Des négociations en cours mais un accord encore incertain
Le même jour, une réunion au sein de la situation room — la salle de crise de la Maison-Blanche — s’est achevée après environ deux heures. Un responsable de l’exécutif américain, s’exprimant sous couvert de l’anonymat, a indiqué que le président Trump ne conclurait « un accord que s’il est bon pour l’Amérique et satisfait ses lignes rouges ». Le locataire de la Maison-Blanche avait évoqué la veille la possibilité d’approuver un traité de paix comportant des concessions majeures de la part de Téhéran, notamment l’ouverture du détroit d’Ormuz et l’abandon du programme nucléaire iranien. Toutefois, de hauts responsables iraniens ont laissé entendre qu’aucune entente définitive n’était encore acquise.
Parallèlement, les discussions diplomatiques se poursuivent. À Washington, le numéro deux du Pentagone, Elbridge Colby, a accueilli vendredi des délégations militaires israélienne et libanaise pour un volet sécuritaire lié aux pourparlers de paix entre les deux pays. Ce format de rencontre, qualifié de « productif » par un responsable américain, constitue la première réunion entre officiers israéliens et libanais depuis plusieurs décennies. Il doit alimenter les discussions politiques pilotées par le département d’État la semaine suivante.
Des tensions toujours vives sur le terrain
Alors que ces annonces étaient faites, les forces israéliennes ont signalé samedi avoir intercepté plusieurs projectiles tirés depuis le territoire libanais, où elles sont engagées contre le Hezbollah, soutenu par l’Iran. L’armée israélienne a fait état d’un impact dans le secteur de Kiryat Shmona, dans le nord d’Israël, sans faire de blessés. De son côté, le ministère libanais de la Santé a accusé des raids israéliens, menés vendredi dans la région de Tyr (sud du Liban), d’avoir tué onze personnes, dont un secouriste et un ressortissant syrien, et d’en avoir blessé huit autres — un bilan qualifié par Beyrouth de « violation flagrante du droit humanitaire ».

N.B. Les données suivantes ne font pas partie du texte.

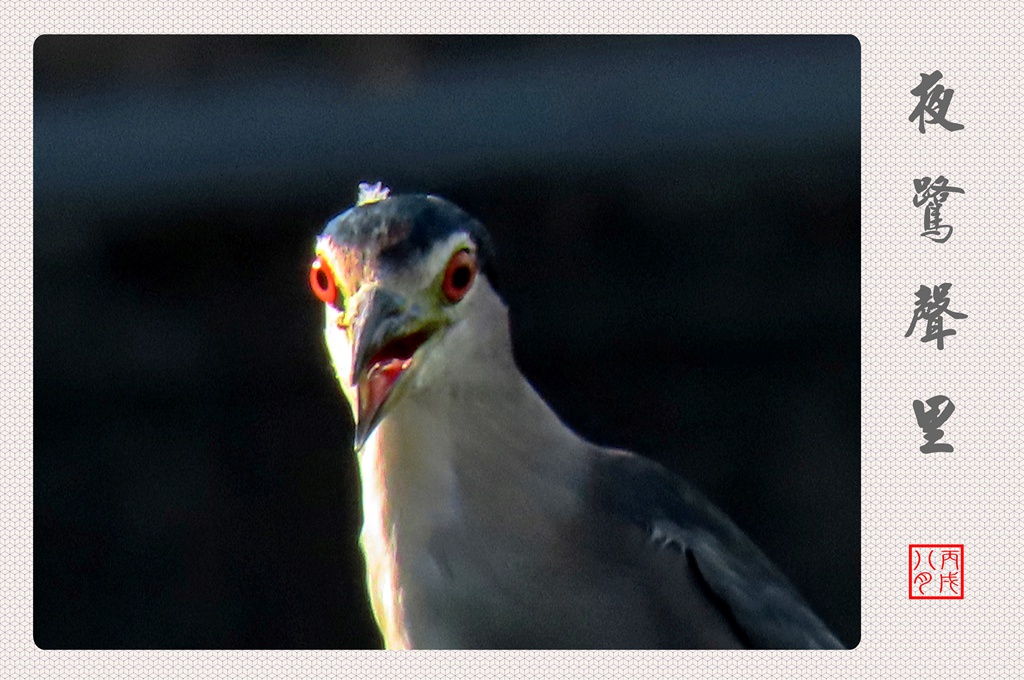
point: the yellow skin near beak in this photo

Sur le plan des pressions économiques, l’administration Trump a imposé de nouvelles sanctions contre l’Iran, visant cette fois l’agence créée par Téhéran pour contrôler la navigation dans le détroit d’Ormuz. Le ministère iranien des Affaires étrangères a dénoncé les violations américaines après des frappes sur la ville portuaire de Bandar Abbas et exprimé sa solidarité avec Oman, que Donald Trump avait menacé de « faire sauter ».
Enfin, le secrétaire à la Défense a également exprimé, lors de son intervention à Singapour, son « alarme » face au renforcement militaire de la Chine, tout en assurant que les États-Unis ne cherchaient pas une « confrontation inutile » avec Pékin.